The dead woman was alive—the woman who had never lived save in his brain—and Hilda was growing to be like her. Rex watched them both, her whom he saw with open eyes, and her who was present with him the instant his eyes were closed. No daughter was ever so exact an image of the mother who had borne her; line for line, the features grew to be the same, shade for shade the colour of the one became the colour of the other, coil for coil the yellow hair of both was wound alike upon the noble head. And the love of this dead woman, who had never breathed, but whom he had buried with such bitter tears and such heartbroken grief, filled his whole being and twined itself through all the mazes of his complex nature, till no action of his life was independent of it, and no thought free from its all-dominating influence.

In the first beginnings of this creation of his fancy he had found such peace and such sweet melancholy satisfaction that he had encouraged its growth and had tried to persuade himself of its reality. And the reality had come, so far as it can come to anything wholly built up in the imagination. It had also brought with it its consequences, unless it could be said to be a consequence in itself. Rex’s devotion to Hilda increased with every day, as she seemed to him to be more and more like the woman he had loved, the mother he had imagined for her in place of her own. For it was out of Hilda herself that his love for a shadow had grown to be what it was, and the shadow itself was but the reflection of Hilda’s present brightness upon the misty emptiness of his own past life.

Rex was very happy. The dreams that filled the hours did not hinder his actions; on the contrary, the latter seemed to be supplied at last with the purpose they had lacked during forty years, the purpose to honour the love that was in him, and to please Hilda, the outcome of that love. All that he did seemed to acquire directness and perfection of detail, all that he said was dignified by a tender thought for this child of an adored vision, until those who lived with him were amazed at his wisdom and kindness, and wondered whether the world had ever held his like before.

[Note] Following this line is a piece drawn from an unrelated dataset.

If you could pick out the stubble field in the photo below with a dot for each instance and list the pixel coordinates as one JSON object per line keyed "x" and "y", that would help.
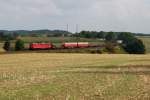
{"x": 44, "y": 76}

The busy months went by and the summer was at hand. Much had been done to Sigmundskron, but there was work for years to come, before it should be what Greif dreamed of. But one day in June the work ceased suddenly, and all was hushed and still. The servants trod noiselessly and spoke in whispers, and Rex found himself left to his own devices with no companion but the dear idol of his fancy. The whole household life seemed suspended.

It was the silence of a great happiness. On that fair June morning Hilda had borne her husband an heir to Sigmundskron.